In 2014, how far will Son push forward his global strategy?

     "One billion subscribers" is a figure Son often mentions in conversations in-house these days. With Japan's population standing at about 130 million and the world population at about 7.1 billion, one billion subscribers would truly be on a global scale. SoftBank currently has a total of about 100 million subscribers in Japan and the U.S., including Sprint's subscribers. If it acquires T-Mobile US, the number will grow to about 150 million, but it would still be far short of 1 billion. The company will therefore seek growth in overseas markets other than Japan and the U.S.

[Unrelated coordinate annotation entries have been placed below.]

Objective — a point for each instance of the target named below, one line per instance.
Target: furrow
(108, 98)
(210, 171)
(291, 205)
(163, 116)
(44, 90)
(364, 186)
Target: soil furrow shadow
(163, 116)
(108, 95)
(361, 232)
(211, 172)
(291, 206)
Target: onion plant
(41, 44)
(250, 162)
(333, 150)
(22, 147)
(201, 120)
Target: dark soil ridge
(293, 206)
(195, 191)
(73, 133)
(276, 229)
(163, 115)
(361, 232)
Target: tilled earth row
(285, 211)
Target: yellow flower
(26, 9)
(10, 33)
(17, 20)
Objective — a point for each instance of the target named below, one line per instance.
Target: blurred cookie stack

     "We always have discussions with a world map spread before us," said a SoftBank executive. The world is wide, and operations in the U.S. are a mere "prelude" to "becoming the No. 1 company in the world," as Son puts it.

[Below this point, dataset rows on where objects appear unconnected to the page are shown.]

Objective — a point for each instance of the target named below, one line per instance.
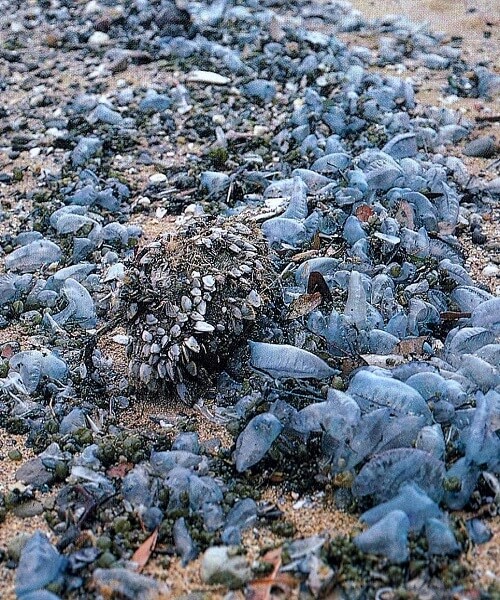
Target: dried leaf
(405, 215)
(143, 553)
(301, 256)
(454, 315)
(317, 283)
(364, 212)
(350, 363)
(303, 305)
(316, 242)
(119, 471)
(260, 589)
(411, 346)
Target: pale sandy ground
(451, 17)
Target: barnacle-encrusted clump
(191, 297)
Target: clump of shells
(191, 297)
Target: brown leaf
(411, 346)
(143, 553)
(316, 242)
(260, 589)
(300, 256)
(364, 212)
(119, 471)
(317, 283)
(405, 215)
(350, 363)
(454, 315)
(303, 305)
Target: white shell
(186, 303)
(208, 282)
(203, 327)
(254, 299)
(192, 344)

     Son's next target "may be Europe, with growing momentum for industry reorganization, or emerging countries that provide potentially large customer bases," said an industry insider.

     In Europe, many major telecommunications companies operate in a small market. Many mobile operators have been unable to earn satisfactory profits from users of comparatively profitable smartphone services. Technological progress is impeded by strict regulations. "There is a serious decline in European telecom companies' ability," said an analyst at a foreign securities company. The European Commission is trying to promote the unification of telecom markets and the integration of telecom carriers in Europe, and U.S. telecom carrier AT&T is said to be looking for promising European carriers. It would not be surprising if SoftBank finds a good opportunity to enter the European market in this situation.

     In emerging Asian countries, the number of mobile service subscribers is expected to continue growing with improvement in living standards. In those countries, however, it is not easy to develop a stable earnings model. SoftBank's average revenue per user (ARPU) is about 4,500 yen per month in Japan, but the corresponding figure in India is only a few dollars.

Strong group performers

In Asia, SoftBank could enhance cooperation with Alibaba Group, China's leading e-commerce operator, of which SoftBank is the largest shareholder. Alibaba's Executive Chairman Jack Ma said he would like to cooperate with SoftBank in e-commerce operations in Southeast Asia. Cooperating with Alibaba is promising not only in telecom services but in e-commerce and other content services.

     Alibaba seems to hold the key to SoftBank's growth in 2014. It is said that Alibaba plans to go public on the Hong Kong stock exchange or elsewhere possibly in 2014, and its corporate value is said to exceed 10 trillion yen. SoftBank owns about 37% of the company's stock. It can expect the fruits of investment in the company as well as benefits from cooperation in business.

     SoftBank has many other strongly performing companies in its group, including Yahoo Japan and GungHo Online Entertainment. Unrealized gains on its shareholdings in group companies total roughly 2 trillion yen, according to an estimate.

     SoftBank's management method is characterized by the use of financial leverage. When the company acquired Sprint, its equity capital was valued at about 1 trillion yen, but it borrowed 1.98 trillion yen to carry out the acquisition. Although some people concerned are worried about the expanding debt, the company has so far been successful in pursuing its active acquisition strategy through coordination of its finances and management.

     SoftBank's stock price rose nearly threefold in 2013, when its market capitalization reached 11 trillion yen, the second highest after that of Toyota Motor on the first section of the Tokyo Stock Exchange. For the year through March 2014, its operating profit is expected to top 1 trillion yen by international accounting standards, allowing the company to overtake NTT Docomo to take the top spot in the domestic telecom industry.

     For Son, such landmark figures must already be becoming commonplace.